Where people see God as all embracing there are no grounds for discrimination and people very often learn to swim by being thrown in at the deep end!

As I say I see God as a smiler. I’ve just been to Lourdes with its smiling Virgin Mary who very much represents her Son’s humour in this passage! It's patient smiling, but the wounds in the risen Christ’s body born to this day in the heavenlies were made by the narrow thinking that handed over to crucifixion One who taught God as God of all and not just the godly.

Are you envious because I am generous? The Lord says to us this morning and as he says it he is asking us: how do you see me, how do you see God?

If the Gospel reading at this Sunday’s Eucharist encourages us to expand our thinking of God as a God with love for everyone and not just churchgoers the first reading opens another frontier.
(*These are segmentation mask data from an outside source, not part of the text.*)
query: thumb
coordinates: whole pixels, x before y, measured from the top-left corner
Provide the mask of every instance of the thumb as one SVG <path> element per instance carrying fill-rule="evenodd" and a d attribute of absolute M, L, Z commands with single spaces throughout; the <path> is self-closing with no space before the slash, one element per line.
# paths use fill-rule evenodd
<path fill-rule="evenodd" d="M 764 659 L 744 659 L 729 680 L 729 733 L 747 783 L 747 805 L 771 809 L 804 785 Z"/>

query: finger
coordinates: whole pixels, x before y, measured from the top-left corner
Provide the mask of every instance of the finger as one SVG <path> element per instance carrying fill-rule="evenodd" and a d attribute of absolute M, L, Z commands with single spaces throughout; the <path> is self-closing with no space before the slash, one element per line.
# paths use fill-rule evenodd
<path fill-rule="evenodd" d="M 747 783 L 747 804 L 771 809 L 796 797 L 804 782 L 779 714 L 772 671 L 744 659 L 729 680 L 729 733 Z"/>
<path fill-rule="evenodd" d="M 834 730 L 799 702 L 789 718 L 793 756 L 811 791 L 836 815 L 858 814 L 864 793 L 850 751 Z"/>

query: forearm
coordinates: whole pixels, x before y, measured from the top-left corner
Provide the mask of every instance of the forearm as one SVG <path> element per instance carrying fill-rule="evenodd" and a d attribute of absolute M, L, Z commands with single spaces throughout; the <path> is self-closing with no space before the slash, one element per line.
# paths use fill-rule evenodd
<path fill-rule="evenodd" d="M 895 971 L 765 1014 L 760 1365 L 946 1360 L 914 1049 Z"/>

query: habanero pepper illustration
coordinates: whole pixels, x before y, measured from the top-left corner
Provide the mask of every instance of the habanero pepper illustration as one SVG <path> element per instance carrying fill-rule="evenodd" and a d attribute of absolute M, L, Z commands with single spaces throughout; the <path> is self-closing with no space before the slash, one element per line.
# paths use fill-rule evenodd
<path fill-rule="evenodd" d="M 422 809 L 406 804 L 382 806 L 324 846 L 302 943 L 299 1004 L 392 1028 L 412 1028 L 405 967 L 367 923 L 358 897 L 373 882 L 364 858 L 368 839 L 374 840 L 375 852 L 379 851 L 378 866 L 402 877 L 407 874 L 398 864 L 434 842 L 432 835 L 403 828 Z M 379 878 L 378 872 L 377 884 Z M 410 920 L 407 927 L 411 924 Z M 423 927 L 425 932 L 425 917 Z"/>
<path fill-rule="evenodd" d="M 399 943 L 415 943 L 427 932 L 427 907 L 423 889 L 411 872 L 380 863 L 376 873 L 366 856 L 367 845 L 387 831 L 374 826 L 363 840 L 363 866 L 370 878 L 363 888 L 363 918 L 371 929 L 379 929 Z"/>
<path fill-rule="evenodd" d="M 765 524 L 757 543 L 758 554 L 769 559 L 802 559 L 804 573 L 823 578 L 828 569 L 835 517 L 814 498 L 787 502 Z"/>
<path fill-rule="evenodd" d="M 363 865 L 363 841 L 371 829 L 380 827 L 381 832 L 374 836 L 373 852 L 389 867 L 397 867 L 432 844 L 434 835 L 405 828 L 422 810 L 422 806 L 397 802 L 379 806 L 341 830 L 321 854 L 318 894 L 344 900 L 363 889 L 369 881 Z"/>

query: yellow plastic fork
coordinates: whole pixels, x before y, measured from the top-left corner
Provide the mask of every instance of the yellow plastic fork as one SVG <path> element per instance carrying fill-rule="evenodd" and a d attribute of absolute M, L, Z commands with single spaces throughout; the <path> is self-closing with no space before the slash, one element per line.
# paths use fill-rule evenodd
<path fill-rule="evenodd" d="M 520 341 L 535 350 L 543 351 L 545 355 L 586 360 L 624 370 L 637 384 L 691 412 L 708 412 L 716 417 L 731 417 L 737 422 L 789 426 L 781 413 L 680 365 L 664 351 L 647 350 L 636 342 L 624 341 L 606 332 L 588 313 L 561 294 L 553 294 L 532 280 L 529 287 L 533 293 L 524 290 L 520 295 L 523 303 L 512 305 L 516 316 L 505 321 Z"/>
Christian faith sees God’s love as all embracing, literally embracing this world and the next. This service is living memorial of Christ’s death and resurrection opening up a vision of God beyond this world, beyond our human imagining. For Saint Paul the experience of Christ’s love was such that, writing most likely from his death cell in Rome to Philippi he is able to say to me living is Christ and dying is gain. If I am to live in the flesh, that means fruitful labour for me; and I do not know which I prefer. I am hard pressed between the two: my desire is to depart and be with Christ, for that is far better; but to remain in the flesh is more necessary for you. For Paul and for all who accept Jesus Christ as Lord and Saviour there is an assurance that God is God of the dead and the living. He is no this worldly construct but a God who reveals the resurrection so that for a thousand years in this building Sunday has been kept as marker of that event.

How do you see God?

The Lord’s people gather in the Lord’s house on the Lord’s day around the Lord’s table because Jesus Christ rose breaking the chains of death and opening the kingdom of heaven to all believers. To live with Christian faith is to live with death domesticated, brought down to our level or rather made able for us to handle it through knowledge of Jesus Christ who has brought death to heel. To me living is Christ and dying gain… my desire is to be with Christ, for that is far better. Only though when we have run our measured earthly course, for us as for Paul, will that thought begin to triumph as I have seen it triumph on many a devout Christian deathbed.

Are you sure in your faith? Is it in a God who’s all embracing, who’s bigger than death?

Pray for assurance, seek it in prayer this morning and this sacrament which is medicine of immortality. Talk to the priest afterwards if you’re not sure.

Meanwhile may God grant us all by his Spirit a vision of himself more and more to his dimensions and less and less to our own!